No fue poca la sorpresa para él al ver a su costado, justo luego de firmar el contrato con el hospital a esa sonriente morsa albina con ansias poco disimuladas por sellar el vínculo entre él, ella y el hospital. Sobrexcitada, dejó escapar un "acepto" a la secretaria que leía las disposiciones del recinto, quien recordaría toda su vida la expresión demente en el rostro de esa gorda al voltearse para estrechar las manos y recibir el beso de su colega, quien no mucho antes había huido despavorido de aquella escena tan bizarra.
Culminando la especialidad ambos se incorporaron a trabajar en este mismo hospital, ya que entonces los especialistas no abundaban. La mujer cada vez más gorda y envilecida, afianzaba su presencia en el servicio que estaba diseñado a su medida: pequeño, asilado, con pocos o nadie con quien discrepar y con eventuales pupilos con quienes descargar sus iras contenidas y esgrimir su carácter autoritario, regodeándose en el charco de sus groseras y burlándose por momentos de la lógica elemental con sus arbitrariedades solo como para demostrarle al destino quien rió al final. Él, con los años, asumiría los votos de castidad en la cofradía que integraba desde su juventud con fe y convicción sinceras, pero con una lejana congoja por su poca suerte con las damas que, una vez más, identificaría como un designio del señor. Nunca se llegaría a enterar como fueron saboteadas todas y cada una de sus empresas amorosas por una mentecilla maquiavélica, quien en un insano empecinamiento trastornaría, con los recursos que fuese, toda posible relación incluidas las amistades cercanas, y doblegaría a las admiradoras con esa mirada afilada cargada de odio, hija de una obsesión virulenta. Ella asumió los votos de su compañero, a diferencia de lo que se podría esperar, con algarabía. Era consciente de las limitaciones de esa relación, así que estos votos solo mantendrían a raya a todas esas rameras impías, mientras ella continuaría viviendo su idilio silencioso y retorcido.
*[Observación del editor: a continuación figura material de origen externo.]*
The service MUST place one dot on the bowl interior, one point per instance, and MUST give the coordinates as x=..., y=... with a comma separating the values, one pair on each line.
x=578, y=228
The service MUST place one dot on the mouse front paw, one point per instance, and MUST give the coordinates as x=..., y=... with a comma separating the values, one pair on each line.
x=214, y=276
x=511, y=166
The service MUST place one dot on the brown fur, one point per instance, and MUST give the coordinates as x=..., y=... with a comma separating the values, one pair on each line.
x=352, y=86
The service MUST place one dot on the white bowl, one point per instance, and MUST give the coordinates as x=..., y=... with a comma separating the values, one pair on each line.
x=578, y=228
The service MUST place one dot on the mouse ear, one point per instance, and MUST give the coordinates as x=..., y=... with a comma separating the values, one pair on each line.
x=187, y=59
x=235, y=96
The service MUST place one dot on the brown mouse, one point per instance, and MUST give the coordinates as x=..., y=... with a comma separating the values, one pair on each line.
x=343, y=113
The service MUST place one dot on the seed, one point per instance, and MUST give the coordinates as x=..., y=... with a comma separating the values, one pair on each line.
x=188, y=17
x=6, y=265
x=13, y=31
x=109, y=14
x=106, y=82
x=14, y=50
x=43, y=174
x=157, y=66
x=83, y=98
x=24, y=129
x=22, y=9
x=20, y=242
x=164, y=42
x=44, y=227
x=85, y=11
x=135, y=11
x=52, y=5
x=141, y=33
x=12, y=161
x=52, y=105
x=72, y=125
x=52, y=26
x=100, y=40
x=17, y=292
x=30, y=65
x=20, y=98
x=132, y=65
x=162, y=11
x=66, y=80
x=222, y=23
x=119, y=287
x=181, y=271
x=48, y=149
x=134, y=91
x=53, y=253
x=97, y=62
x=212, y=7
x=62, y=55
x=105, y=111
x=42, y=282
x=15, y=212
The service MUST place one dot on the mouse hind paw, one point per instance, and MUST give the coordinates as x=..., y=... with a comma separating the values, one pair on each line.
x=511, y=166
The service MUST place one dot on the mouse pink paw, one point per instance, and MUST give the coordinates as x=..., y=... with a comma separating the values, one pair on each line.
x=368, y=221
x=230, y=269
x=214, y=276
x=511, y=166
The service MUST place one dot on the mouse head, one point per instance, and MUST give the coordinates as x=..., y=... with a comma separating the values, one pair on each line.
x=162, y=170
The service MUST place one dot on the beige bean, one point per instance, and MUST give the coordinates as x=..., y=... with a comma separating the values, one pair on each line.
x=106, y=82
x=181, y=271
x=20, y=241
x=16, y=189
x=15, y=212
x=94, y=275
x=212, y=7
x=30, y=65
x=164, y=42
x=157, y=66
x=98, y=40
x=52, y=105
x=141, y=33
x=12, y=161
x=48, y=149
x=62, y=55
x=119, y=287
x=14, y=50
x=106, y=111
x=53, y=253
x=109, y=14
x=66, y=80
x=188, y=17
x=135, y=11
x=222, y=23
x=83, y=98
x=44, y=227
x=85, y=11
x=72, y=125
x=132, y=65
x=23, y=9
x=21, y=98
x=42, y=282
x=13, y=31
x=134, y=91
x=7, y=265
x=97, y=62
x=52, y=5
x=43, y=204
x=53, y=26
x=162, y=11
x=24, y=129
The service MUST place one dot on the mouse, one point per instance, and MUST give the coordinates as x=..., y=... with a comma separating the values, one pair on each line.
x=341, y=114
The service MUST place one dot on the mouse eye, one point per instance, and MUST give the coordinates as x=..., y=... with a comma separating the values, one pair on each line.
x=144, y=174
Solo necesitaba la jefatura del servicio para finalmente sentir que la vida le rendía cuentas de lo quitado, pero siendo las jefaturas del hospital donde laboraba un título vitalicio y con el actual jefe poco dispuesto a deshacerse del cargo, no le quedaba más que contener su frustración. Los presos aprenden a ser desconfiados, observadores y pacientes; y esta mujer, habiendo sido siempre rea de su propio destino, esperaría agazapada sin prisa y sin pausa el momento, su momento; el momento del desagravio, el momento de no temer sino ser temida, el sórdido placer de doblegar, de sonreír frente al miedo, de decidir según capricho, de que ese cuerpo contrahecho entre finalmente en sintonía con un espíritu pervertido.